Implicaciones y consecuencias a futuro
La utilización de Raúl Guillermo Castro como emisario ante Estados Unidos no es más que una maniobra estratégica de la dictadura para ganar tiempo. El objetivo evidente es engatusar a las autoridades norteamericanas y congelar el estatus quo hasta las elecciones de medio término, apostando a un cambio en la correlación de fuerzas en Washington que ofrezca un respiro al régimen. En el fondo, la operación busca proteger lo que muchos analistas describen como «el negocio familiar», asegurando la impunidad y el control de los recursos antes de un posible colapso.
El panorama político que se dibuja es desolador para las aspiraciones democráticas del pueblo cubano. Tanto la vieja guardia aferrada al poder como las nuevas generaciones de burócratas que aspiran a gestionar un capitalismo de corte autoritario bajo el amparo del Estado, comparten una misma visión: la preservación de sus privilegios por encima del bienestar nacional. Ninguna de las facciones en disputa dentro del régimen ofrece una salida real a la profunda crisis económica y social que asola a la isla.

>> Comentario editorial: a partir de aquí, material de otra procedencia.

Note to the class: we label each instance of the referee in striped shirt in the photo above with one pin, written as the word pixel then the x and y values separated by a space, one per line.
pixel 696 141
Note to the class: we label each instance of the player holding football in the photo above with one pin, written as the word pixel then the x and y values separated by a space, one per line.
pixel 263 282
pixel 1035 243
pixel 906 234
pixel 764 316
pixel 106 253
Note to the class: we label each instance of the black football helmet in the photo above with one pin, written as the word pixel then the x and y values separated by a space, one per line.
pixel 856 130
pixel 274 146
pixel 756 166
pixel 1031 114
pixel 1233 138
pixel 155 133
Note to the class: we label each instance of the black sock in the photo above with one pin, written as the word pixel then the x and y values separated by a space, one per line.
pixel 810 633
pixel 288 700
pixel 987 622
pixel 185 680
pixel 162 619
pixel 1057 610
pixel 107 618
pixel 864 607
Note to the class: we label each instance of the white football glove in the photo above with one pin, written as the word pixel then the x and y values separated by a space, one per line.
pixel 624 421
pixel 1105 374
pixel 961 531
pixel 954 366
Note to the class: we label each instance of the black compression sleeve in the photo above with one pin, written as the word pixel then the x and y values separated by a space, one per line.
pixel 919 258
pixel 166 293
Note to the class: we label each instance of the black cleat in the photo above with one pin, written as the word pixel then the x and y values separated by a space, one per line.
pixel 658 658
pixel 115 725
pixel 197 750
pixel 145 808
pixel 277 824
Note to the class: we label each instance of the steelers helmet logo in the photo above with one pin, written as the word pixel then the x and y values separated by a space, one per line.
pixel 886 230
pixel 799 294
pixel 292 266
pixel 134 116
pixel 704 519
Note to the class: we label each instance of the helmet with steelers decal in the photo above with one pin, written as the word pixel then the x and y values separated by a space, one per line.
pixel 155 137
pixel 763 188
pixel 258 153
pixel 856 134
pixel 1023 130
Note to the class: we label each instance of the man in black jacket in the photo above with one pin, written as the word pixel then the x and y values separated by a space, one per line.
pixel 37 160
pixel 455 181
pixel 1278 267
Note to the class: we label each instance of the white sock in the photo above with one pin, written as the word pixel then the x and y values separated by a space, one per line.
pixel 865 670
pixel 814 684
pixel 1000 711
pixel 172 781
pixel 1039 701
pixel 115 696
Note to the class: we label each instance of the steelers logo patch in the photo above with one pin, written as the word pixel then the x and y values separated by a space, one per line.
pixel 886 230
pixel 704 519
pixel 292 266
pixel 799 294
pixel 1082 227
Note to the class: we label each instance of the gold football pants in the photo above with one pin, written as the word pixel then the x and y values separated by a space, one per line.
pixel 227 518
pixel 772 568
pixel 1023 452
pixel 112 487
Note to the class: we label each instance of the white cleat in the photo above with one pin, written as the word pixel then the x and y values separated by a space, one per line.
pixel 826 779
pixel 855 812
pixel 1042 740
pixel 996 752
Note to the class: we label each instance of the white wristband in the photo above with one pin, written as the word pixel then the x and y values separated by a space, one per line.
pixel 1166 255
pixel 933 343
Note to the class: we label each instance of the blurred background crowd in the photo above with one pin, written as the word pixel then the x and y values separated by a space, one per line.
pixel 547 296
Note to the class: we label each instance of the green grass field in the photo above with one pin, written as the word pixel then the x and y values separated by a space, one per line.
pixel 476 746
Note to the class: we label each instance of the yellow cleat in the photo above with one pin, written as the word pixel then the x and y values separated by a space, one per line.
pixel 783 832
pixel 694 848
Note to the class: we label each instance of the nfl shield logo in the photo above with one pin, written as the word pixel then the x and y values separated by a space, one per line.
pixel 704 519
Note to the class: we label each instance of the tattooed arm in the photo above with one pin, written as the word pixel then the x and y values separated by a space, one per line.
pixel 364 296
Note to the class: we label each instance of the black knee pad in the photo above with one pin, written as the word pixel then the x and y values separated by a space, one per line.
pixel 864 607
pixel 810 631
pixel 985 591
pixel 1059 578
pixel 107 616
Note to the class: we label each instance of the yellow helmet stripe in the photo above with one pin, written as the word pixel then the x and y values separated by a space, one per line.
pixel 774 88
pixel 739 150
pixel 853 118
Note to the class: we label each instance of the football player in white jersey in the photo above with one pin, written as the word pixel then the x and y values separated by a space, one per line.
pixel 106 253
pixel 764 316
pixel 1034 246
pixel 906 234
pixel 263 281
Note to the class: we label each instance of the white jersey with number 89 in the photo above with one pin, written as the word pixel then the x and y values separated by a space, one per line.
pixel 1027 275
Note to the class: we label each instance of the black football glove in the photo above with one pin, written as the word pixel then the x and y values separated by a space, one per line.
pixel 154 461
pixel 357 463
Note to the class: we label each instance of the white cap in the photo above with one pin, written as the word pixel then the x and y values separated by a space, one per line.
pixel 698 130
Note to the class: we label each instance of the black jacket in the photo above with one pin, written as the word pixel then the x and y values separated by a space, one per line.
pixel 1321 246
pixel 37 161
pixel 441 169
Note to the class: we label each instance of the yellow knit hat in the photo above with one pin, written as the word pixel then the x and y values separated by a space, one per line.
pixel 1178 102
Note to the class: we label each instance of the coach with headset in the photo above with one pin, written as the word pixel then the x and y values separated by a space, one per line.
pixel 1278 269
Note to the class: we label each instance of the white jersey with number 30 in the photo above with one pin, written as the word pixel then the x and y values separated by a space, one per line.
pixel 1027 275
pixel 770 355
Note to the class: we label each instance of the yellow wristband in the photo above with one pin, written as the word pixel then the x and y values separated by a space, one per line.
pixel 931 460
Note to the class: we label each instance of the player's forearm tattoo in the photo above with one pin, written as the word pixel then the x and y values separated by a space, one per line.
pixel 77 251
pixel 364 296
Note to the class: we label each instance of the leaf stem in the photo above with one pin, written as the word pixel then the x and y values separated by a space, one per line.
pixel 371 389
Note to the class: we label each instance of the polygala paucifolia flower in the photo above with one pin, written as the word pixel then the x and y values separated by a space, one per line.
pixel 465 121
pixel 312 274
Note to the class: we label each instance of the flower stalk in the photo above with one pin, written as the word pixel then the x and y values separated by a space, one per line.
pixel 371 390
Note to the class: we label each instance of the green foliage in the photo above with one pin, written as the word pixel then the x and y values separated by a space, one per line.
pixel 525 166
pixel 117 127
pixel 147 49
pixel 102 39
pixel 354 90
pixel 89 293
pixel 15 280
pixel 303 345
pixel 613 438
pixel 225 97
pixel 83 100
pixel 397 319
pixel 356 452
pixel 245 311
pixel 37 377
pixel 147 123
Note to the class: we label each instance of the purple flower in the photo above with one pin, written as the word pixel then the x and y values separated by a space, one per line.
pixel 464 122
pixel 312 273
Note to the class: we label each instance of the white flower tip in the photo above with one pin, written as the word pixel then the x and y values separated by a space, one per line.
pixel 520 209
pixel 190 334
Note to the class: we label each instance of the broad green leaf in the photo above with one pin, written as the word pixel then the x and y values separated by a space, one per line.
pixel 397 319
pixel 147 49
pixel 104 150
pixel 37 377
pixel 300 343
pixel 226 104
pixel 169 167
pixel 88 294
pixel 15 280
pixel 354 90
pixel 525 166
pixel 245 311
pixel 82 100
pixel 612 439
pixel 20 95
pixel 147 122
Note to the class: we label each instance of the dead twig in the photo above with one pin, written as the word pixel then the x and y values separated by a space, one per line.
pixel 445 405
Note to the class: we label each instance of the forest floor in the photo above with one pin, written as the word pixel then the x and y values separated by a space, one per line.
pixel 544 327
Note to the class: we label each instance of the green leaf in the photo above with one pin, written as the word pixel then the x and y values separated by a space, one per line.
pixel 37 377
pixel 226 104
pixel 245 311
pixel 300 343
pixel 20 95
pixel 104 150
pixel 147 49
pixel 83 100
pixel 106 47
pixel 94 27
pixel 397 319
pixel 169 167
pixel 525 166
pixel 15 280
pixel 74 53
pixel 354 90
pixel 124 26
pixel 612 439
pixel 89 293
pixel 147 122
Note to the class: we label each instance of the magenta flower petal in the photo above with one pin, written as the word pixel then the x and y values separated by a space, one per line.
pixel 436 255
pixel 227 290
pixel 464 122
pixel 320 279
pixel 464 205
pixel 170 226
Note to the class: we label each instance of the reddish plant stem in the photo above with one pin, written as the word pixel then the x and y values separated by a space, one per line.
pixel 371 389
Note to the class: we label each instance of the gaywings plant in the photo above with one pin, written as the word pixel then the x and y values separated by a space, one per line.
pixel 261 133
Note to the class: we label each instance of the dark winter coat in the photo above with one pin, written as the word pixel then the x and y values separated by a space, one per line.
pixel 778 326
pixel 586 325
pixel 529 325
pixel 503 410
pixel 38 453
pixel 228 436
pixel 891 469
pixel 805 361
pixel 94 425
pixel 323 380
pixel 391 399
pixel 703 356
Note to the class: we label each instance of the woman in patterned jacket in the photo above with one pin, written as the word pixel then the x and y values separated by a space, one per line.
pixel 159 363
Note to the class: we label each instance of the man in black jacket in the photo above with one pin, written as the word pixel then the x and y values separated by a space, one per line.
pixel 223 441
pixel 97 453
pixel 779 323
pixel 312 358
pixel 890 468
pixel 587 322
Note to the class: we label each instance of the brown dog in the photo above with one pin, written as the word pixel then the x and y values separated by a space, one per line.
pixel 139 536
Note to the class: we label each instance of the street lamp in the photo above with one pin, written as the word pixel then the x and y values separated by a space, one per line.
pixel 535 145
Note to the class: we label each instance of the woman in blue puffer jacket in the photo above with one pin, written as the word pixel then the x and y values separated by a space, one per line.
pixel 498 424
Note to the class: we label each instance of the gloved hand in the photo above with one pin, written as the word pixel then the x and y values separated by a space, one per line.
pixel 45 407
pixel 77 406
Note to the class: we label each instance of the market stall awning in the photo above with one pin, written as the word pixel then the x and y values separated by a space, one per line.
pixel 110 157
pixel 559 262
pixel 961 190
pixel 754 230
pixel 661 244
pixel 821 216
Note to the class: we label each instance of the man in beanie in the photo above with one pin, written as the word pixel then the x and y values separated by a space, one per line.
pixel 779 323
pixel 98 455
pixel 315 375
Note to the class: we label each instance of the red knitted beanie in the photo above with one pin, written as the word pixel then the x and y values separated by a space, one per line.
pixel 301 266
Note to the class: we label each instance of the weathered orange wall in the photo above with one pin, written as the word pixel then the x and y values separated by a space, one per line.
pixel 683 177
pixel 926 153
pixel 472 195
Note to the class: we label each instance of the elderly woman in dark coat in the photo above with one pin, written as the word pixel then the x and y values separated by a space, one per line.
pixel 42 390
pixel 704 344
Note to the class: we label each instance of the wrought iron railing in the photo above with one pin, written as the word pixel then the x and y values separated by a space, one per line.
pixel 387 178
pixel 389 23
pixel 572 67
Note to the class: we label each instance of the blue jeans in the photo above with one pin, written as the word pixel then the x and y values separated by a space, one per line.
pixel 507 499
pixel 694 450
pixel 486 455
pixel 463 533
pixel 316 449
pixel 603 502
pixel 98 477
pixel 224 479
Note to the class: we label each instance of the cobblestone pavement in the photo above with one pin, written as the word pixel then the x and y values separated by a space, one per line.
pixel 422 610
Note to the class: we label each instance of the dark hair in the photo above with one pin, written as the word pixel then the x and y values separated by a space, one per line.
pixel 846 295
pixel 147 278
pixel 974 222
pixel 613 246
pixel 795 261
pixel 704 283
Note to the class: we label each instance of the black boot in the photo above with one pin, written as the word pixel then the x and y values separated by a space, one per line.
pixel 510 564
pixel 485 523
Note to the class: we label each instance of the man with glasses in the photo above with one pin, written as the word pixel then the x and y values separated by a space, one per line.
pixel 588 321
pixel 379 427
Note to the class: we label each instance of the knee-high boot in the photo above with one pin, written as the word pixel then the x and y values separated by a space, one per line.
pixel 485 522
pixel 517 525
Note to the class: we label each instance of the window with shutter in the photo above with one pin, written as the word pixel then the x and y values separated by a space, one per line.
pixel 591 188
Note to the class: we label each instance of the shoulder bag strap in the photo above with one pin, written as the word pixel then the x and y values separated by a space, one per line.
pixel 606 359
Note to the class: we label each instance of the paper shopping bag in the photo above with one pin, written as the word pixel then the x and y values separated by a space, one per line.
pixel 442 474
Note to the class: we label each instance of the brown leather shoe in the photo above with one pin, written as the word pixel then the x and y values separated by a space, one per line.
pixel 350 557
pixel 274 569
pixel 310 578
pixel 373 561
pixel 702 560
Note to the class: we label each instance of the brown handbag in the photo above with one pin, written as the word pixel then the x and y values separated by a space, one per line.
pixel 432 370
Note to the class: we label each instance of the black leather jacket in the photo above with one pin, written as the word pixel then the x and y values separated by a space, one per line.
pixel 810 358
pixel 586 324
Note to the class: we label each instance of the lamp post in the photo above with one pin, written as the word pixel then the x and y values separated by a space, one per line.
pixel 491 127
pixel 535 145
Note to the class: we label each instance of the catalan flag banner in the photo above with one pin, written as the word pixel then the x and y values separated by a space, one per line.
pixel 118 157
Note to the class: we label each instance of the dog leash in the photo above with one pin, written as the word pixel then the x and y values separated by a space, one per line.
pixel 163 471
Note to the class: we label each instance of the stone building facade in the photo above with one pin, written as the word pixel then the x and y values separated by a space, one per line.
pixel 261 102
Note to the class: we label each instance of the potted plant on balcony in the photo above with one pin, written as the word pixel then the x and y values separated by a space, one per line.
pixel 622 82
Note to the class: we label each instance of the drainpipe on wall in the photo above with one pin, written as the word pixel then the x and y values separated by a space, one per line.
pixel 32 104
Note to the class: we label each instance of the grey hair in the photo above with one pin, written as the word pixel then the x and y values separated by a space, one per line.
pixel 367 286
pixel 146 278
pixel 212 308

La respuesta de la comunidad internacional y de los actores democráticos frente a estos movimientos de la dictadura será crucial. El reconocimiento de que en Cuba no existe una institucionalidad democrática, sino una dinastía que utiliza las riendas del Estado para negociar su supervivencia, debe ser el punto de partida para cualquier política exterior. Mientras el poder en La Habana siga siendo un asunto familiar, las expectativas de un cambio pacífico y ordenado hacia la democracia y el respeto a los derechos humanos seguirán condicionadas a la voluntad de una cúpula que ha demostrado, una vez más, que antepone la salvaguarda de su legado y patrimonio a la libertad y el progreso de la nación.